Around 9:45 I decided to walk down to iO and met up with Kevin and Matt. Alice walked up right afterward and we were able to get Kevin’s favorite seat again. This was the first time I actually got to see TJ and Dave on their own and the theatrics of it hit me yet again. The playing out of the Ike Reilly song, the little talk they have on stage into each other’s ears, TJ putting his hands over his eyes to take in every single member of the audience. It’s the perfect setting of mood.

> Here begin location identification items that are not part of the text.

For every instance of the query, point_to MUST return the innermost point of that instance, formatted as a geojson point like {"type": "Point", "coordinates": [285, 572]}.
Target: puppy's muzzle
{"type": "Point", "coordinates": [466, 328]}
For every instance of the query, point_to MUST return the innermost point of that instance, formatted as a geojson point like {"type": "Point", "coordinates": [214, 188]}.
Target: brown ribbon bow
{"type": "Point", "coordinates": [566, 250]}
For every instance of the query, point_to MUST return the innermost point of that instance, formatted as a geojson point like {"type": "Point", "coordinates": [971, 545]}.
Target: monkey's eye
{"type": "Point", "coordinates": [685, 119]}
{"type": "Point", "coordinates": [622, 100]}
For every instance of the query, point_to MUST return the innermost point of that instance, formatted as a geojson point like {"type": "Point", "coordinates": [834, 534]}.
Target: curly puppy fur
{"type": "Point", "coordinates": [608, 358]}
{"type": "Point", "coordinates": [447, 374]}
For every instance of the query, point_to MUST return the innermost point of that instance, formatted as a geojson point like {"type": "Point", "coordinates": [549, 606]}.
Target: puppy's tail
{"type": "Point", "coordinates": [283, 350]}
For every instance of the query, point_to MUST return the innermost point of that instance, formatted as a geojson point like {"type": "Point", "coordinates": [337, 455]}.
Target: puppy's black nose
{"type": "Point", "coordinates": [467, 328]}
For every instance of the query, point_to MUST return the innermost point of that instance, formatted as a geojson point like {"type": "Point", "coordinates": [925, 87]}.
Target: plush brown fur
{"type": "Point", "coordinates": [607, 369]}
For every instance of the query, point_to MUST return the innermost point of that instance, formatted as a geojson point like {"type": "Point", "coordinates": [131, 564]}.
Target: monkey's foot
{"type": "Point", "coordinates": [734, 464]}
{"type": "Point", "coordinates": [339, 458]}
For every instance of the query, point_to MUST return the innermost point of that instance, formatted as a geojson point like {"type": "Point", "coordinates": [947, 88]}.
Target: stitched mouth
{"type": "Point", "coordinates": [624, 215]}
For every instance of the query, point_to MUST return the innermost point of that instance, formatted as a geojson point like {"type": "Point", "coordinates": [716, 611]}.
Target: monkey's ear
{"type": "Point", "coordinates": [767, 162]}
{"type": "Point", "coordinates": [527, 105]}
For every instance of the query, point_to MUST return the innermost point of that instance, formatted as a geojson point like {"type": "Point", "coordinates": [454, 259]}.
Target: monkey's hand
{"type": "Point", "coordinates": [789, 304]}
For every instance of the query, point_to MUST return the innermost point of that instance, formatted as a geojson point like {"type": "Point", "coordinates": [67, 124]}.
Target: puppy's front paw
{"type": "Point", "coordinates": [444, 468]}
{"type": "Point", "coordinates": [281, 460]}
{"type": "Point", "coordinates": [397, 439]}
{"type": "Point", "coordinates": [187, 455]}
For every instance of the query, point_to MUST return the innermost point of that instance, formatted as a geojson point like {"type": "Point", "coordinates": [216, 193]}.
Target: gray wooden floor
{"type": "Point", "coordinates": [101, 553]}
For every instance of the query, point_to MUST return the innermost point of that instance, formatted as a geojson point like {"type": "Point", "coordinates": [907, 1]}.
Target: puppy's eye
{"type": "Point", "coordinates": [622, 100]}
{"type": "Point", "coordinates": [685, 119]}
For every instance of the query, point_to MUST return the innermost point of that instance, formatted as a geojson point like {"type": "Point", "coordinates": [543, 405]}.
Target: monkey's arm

The show was good as always. TJ was an uncle taking his nephew to go see Body Worlds and couldn’t keep his lunch down because of the grotesqueness. From there they went to get ice cream and ran into a bickering couple who worked in the shop. It was fun and free and I knew again the things I was interested in doing with this art form. I had to wonder, though, if it was something that could be accomplished with a larger team. TJ and Dave don’t have anybody to jump into or edit their scenes so they play without fear of getting to the point. Even when Tracy Letts was in the equation they were able to go nice and slow. If I was to put a 10-person team together like this, it would have to be judiciously cast and there would have to be a large amount of rehearsing that would have to be done.
“It is our understanding that some of you will not be here next week,” Dave said at the closing of the show. “Thank you for being here now.”
I talked a bit outside with Matt Higbee afterward about the pacing of the show and the intensive in general. He said he’d come for the intensive originally as well and ended up staying. That story was starting to become more and more common with other students. At this point I count about 10 people who opted to stay. At least five of them I know for a fact had planned on leaving at the intensive’s end. It gave my already weary minds a lot to think about as I walked back to Eric’s and crashed out immediately.